Dengan memaksimalkan peran sebagai suami dan juga istri, memahami mana hak dan kewajiban masing-masing, maka keluarga yang sakinah, mawaddah warahmah niscaya bisa diwujudkan.
Abu Hurairah juga meriwayatkan pernah ditanyakan kepada Rasulullah, “Siapakah wanita yang paling baik?” Jawab beliau, “Yaitu yang paling menyenangkan jika dilihat suaminya, menaati suami jika diperintah, dan tidak menyelisihi suami pada diri dan hartanya, sehingga membuat suami benci.” (HR An-Nasai no 3231 dan Ahmad 2: 251)
Kebutuhan anak pun harus mendapatkan perhatian khusus dari kedua orangtua, meliputi : 1. Mendapat kasih sayang. 2. Mendapatkan rasa aman. 3. Terpenuhi asupan gizi dan pendidikannya.
Negara juga punya peran sentral dengan memenuhi kebutuhan-kebutuhan dasar rakyatnya. Mampu memberikan lapangan pekerjaan yang luas untuk setiap individu terkhusus kepala keluarga, memberikan perlindungan dan kesejahteraan yang layak dan sesuai porsinya sesuai dengan aturan Islam.

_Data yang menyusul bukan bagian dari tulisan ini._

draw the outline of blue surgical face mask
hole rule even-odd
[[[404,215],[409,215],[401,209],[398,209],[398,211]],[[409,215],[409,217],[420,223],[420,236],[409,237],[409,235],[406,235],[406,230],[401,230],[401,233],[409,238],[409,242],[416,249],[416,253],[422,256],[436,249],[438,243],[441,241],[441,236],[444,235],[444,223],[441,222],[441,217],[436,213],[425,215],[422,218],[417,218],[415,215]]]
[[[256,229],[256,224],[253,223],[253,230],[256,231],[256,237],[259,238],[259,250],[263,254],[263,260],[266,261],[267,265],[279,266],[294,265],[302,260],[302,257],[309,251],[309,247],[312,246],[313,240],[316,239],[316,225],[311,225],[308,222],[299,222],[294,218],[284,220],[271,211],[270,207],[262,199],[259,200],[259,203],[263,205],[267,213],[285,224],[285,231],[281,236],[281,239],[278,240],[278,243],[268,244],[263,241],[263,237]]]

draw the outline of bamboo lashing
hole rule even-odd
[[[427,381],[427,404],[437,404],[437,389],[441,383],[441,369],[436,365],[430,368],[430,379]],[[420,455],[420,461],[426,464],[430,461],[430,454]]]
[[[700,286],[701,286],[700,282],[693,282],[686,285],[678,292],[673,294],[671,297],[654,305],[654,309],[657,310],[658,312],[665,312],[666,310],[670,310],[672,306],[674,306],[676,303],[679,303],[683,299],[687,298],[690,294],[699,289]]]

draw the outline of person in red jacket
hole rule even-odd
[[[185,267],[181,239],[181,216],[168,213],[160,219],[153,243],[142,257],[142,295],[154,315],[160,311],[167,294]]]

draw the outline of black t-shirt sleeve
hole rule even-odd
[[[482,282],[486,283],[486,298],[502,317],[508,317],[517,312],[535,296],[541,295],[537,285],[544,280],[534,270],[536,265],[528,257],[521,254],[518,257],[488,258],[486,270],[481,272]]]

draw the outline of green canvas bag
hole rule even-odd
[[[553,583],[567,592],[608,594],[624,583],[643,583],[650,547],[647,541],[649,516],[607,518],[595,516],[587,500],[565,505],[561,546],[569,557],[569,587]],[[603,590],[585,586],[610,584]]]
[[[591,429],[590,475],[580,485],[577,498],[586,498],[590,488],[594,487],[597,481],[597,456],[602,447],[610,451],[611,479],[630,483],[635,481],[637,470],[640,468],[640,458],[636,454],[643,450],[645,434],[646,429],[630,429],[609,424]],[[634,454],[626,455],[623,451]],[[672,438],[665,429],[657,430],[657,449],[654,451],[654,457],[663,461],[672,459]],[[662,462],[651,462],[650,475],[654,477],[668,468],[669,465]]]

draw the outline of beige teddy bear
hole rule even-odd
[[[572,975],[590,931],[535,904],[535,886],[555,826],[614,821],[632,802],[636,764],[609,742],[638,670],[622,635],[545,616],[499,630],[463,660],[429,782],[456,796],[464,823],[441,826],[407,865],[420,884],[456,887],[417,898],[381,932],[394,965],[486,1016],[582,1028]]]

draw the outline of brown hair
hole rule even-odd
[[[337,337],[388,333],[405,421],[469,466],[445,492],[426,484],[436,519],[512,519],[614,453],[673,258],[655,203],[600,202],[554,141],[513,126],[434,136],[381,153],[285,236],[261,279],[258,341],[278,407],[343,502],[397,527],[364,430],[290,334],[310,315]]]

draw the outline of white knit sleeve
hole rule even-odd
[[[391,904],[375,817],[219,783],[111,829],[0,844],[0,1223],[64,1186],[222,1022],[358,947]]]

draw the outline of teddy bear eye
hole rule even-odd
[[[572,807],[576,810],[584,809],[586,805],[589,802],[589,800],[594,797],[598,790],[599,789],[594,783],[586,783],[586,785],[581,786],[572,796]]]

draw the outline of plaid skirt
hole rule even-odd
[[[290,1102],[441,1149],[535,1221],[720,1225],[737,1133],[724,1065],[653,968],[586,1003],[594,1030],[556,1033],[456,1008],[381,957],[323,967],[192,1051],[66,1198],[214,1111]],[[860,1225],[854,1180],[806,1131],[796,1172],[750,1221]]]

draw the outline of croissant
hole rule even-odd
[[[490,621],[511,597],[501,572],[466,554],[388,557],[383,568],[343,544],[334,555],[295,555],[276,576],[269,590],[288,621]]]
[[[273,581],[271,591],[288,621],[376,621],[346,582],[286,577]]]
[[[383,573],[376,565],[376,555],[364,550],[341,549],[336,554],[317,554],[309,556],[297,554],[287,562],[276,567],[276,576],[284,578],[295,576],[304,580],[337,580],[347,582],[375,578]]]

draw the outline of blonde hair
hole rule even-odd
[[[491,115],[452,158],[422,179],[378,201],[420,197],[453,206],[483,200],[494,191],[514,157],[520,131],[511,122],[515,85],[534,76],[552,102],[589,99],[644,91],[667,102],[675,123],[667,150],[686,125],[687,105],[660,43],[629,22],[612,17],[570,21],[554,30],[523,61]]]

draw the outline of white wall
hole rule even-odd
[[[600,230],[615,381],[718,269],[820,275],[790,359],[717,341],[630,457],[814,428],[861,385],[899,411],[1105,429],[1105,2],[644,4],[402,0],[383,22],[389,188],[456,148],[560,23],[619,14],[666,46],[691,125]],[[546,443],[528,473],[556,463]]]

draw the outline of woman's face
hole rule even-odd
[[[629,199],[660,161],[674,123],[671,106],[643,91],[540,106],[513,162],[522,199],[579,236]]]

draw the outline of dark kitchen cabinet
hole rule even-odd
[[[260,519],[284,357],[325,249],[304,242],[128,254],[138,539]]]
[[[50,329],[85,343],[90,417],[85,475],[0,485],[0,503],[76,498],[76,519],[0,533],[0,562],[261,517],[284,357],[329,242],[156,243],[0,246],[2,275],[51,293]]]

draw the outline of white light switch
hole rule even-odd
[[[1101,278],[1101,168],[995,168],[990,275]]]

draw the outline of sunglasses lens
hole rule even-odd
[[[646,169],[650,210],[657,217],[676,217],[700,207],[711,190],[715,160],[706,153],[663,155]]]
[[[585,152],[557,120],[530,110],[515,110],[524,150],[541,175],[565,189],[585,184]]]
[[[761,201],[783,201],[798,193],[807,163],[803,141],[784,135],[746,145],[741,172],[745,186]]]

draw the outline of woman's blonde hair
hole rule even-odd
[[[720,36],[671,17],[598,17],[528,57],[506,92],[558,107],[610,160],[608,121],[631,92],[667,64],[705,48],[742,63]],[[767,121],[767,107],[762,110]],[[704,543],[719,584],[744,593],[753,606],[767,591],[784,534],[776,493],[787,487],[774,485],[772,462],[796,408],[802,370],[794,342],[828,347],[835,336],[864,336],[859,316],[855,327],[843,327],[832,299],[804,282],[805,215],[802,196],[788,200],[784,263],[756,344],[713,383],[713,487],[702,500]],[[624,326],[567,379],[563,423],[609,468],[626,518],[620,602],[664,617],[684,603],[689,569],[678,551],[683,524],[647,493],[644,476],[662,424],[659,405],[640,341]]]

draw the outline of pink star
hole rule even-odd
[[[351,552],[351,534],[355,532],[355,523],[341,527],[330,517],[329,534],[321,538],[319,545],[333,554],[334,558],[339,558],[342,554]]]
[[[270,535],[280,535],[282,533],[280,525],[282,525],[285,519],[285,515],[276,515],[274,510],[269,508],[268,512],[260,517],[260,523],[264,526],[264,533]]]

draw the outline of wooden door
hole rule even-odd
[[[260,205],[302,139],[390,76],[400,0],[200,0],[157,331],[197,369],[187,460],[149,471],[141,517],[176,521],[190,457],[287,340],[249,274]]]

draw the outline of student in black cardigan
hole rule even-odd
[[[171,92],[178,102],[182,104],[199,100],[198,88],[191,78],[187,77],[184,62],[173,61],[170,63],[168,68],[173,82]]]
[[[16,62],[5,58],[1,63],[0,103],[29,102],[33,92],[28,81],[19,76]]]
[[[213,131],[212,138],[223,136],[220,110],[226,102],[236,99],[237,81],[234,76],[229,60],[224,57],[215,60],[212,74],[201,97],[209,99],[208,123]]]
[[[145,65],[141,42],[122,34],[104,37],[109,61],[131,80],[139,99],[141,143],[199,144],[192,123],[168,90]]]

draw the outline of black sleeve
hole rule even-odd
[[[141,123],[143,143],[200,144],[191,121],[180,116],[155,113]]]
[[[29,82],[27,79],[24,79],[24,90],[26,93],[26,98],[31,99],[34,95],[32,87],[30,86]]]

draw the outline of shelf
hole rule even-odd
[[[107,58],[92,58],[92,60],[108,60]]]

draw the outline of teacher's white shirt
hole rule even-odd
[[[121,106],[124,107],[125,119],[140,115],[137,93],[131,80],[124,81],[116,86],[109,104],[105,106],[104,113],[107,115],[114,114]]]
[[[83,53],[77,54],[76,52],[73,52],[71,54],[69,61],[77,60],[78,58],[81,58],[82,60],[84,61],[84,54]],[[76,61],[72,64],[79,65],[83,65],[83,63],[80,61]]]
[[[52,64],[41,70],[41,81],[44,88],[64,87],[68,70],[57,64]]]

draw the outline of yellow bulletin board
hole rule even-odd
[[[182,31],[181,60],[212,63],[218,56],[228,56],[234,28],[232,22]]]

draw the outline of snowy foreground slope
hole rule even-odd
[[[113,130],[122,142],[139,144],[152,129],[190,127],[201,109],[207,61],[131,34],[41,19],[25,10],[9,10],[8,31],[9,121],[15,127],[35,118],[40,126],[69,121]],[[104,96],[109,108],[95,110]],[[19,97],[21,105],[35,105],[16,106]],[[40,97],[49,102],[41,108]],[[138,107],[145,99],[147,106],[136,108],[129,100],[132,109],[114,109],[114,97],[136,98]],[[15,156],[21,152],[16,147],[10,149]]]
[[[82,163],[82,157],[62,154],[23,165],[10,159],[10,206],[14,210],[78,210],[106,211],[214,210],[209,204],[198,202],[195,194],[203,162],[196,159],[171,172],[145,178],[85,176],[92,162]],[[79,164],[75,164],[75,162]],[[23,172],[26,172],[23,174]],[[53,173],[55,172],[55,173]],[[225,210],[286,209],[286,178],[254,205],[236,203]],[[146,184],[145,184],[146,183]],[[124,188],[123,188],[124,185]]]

Dengan demikian, jika setiap insan mempunyai kesadaran akan perannya masing-masing, dan menerapkan aturan Islam dalam aktivitas kehidupan. Maka terciptanya keharmonisan, ketentraman dan rasa kasih sayang dalam keluarga yang dekat dengan penciptaNya bukan sekedar angan-angan tapi bisa diwujudkan dengan diterapkannya aturan Islam tak hanya dalam ranah individu tapi juga dalam institusi sebuah negara.